# How do you find the axis of symmetry, graph and find the maximum or minimum value of the function f(x)= 3x^2?

Dec 28, 2017

Refer to the explanation.

#### Explanation:

$f \left(x\right) = 3 {x}^{2}$ is a quadratic equation in standard form:

$y = a {x}^{2} + b x + c$,

where:

$a = 3$, $b = 0$, and $c = 0$

Axis of symmetry: the vertical line that divides the parabola into two equal halves. For a quadratic equation in standard form, the formula for the axis of symmetry is:

$x = \frac{- b}{2 a}$

Plug in the known values.

$x = \frac{0}{2 \cdot 3}$

Simplify.

Axis of symmetry: $x = 0$

This means that the axis of symmetry is on the x-axis, where $x = 0$. This is also the $x$-value of the vertex.

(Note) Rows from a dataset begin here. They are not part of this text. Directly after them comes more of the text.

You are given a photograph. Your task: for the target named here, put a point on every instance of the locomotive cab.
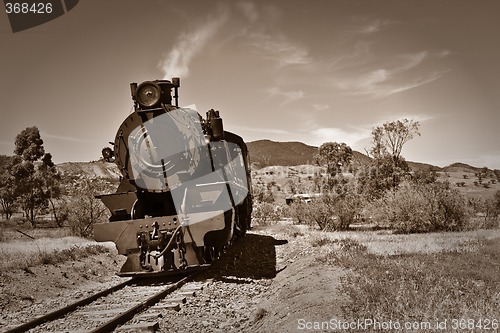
(185, 191)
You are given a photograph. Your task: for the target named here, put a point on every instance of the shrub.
(265, 213)
(413, 208)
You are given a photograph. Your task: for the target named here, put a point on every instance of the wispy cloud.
(287, 96)
(372, 26)
(279, 49)
(63, 138)
(320, 107)
(389, 80)
(190, 44)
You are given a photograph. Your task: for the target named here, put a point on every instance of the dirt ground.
(285, 285)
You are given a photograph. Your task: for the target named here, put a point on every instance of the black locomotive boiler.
(185, 190)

Vertex: the maximum or minimum point on the parabola.

To determine the $y$-value of the vertex, substitute $0$ for $x$ and solve for $y$.

$y = 3 {x}^{2}$

Plug in $0$ for $x$.

$y = 3 {\left(0\right)}^{2} = 0$

Vertex: $\left(0 , 0\right)$

Since the vertex does not cross the x-axis, we don't have x-intercepts in terms of $\left(x , 0\right)$, but we can determine other points of $\left(x , y\right)$ on the parabola.

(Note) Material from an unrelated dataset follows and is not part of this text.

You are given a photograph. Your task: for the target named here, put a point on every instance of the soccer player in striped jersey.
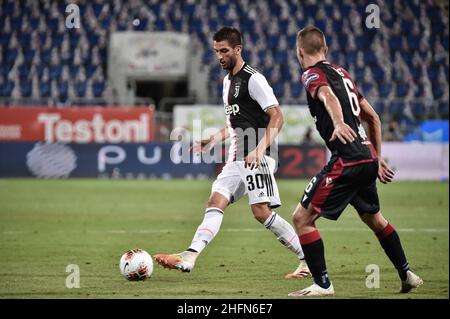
(253, 119)
(350, 176)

I will propose six values for $x$ (3 positive and 3 negative), and plug them into the equation and solve for $y$. This will give six symmetrical points on the parabola.

$x = 0.5$

$y = 3 {\left(0.5\right)}^{2} = 0.75$

Point 1: $\left(0.5 , 0.75\right)$

$x = - 0.5$

$y = 3 {\left(- 0.5\right)}^{2} = 0.75$

Point 2: $\left(- 0.5 , 0.75\right)$

$x = 1$

$y = 3 {\left(1\right)}^{2} = 3$

Point 3: $\left(1 , 3\right)$

$x = - 1$

$y = 3 {\left(- 1\right)}^{2}$

$y = 3$

Point 4: $\left(- 1 , 3\right)$

$x = 2$

$y = 3 {\left(2\right)}^{2}$

$y = 12$

Point 5: $\left(2 , 12\right)$

$x = - 2$

$y = 3 {\left(- 2\right)}^{2}$

$y = 12$

Point 6: $\left(- 2 , 12\right)$

Plot the vertex and the other six points. Sketch a parabola through the points. Do not connect the dots.

graph{y=3x^2 [-10, 10, -5, 5]}